President Obama sent a huge message to the world when he authorized six tons of “blood ivory” to be crushed in Denver by the U.S. Fish and Wildlife Service. Under the current administration, the United States will not support poaching. The pulverized ivory was considered a symbolic action of the new age of conservation.
The U.S. Fish and Wildlife Service hoped the consumers and vendors of ivory received the message. The wildlife repository in Denver housed the stockpile that was seized by U.S. authorities over the course of 25 years. There were raw tusks, ornately etched statues and jewelry.
The U.S. banned ivory in 1989 under the African Conservation Act. At that time, around two thirds of African elephants were wiped out. The Act banned importing and exporting but ivory still was traded. The ivory stockpile in Denver came from U.S. borders and ports.
Wildlife conservationists and animal activities were happy to see the Obama administration promote conservation of wildlife. However, since ivory sales are still permitted within the U.S., there is still more improvement warranted in refining the laws. This may come true since David Hayes, a member of the White House council that monitors the trafficking of wildlife, said “I think that’s going to be a primary focus for the advisory council: enforcement penalties, and what we allow and what we don’t.” While another White House adviser confirmed “the laws need to be changed.”
In July, President Barack Obama made an executive order for federal officers to increase the crackdown on illegal wildlife trafficking. This month, U.S. Secretary of State, John Kerry, offered a reward of one million for information regarding the Xaysavang Network, an organization in Laos heavily involved in smuggling wildlife.
The U.S. is not the only country that permits domestic trade of ivory. China happens to be the largest market. The U.S. falls into second place.
Since the ban on the ivory trade in 1989, elephant populations did better until just last year when it is estimated 35,000 were poached. This was attributed to the growing fashion in China to carry an ivory trinket.
According to intelligence authorities, increased demand for ivory pushed the price so high that illegal items were found to fund terrorist operations. The director of the U.S. Fish and Wildlife Service, Dan Ashe, said “It’s syndicated and sophisticated criminal organizations that are driving the trade.”
The White House is taking conservation of wildlife and ivory trade seriously since rebel groups in Africa are able to fund terrorist operations through the trade. The symbolic message is that the price will drop because all stock is unwanted and destroyed.

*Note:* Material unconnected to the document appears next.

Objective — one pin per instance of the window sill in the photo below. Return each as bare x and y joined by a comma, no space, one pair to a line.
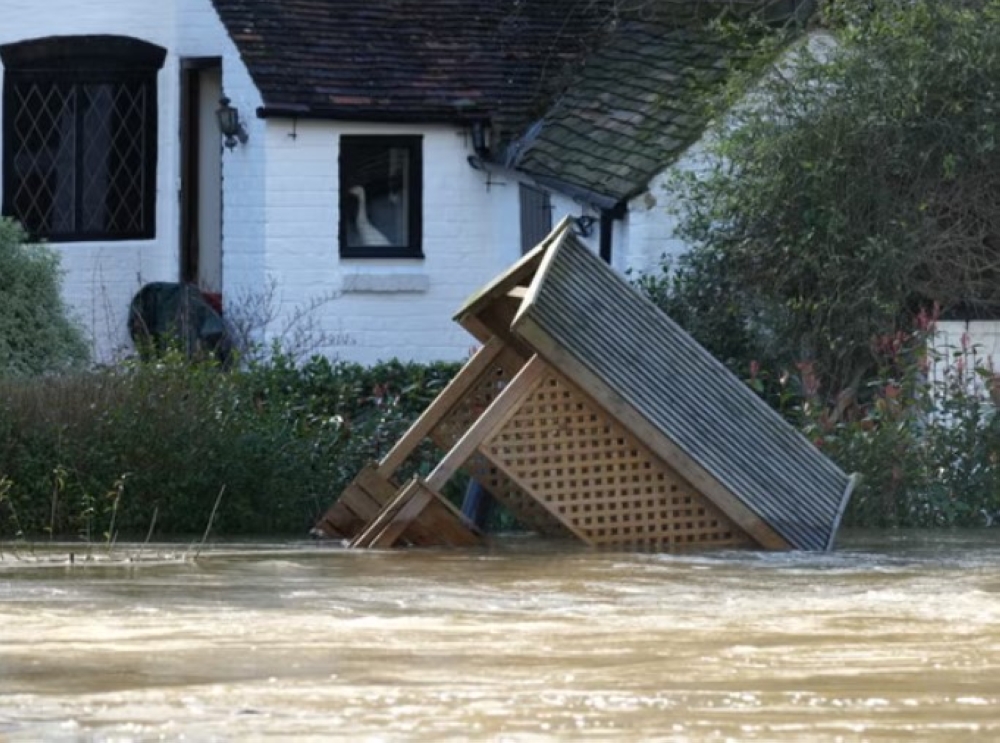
386,283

Six tons was a symbolic message but it was small compared to what was seized last week in China. In Xiamen, authorities took $99 million worth of ivory. Since that was just one week in China, it is apparent the grand scale of the ivory trade is still large. When Obama’s administration authorized the crushing, it was not only symbolic but also the first time a government challenged the market. Since America is a top target market for ivory sale, conservationists think the gesture will be noticed.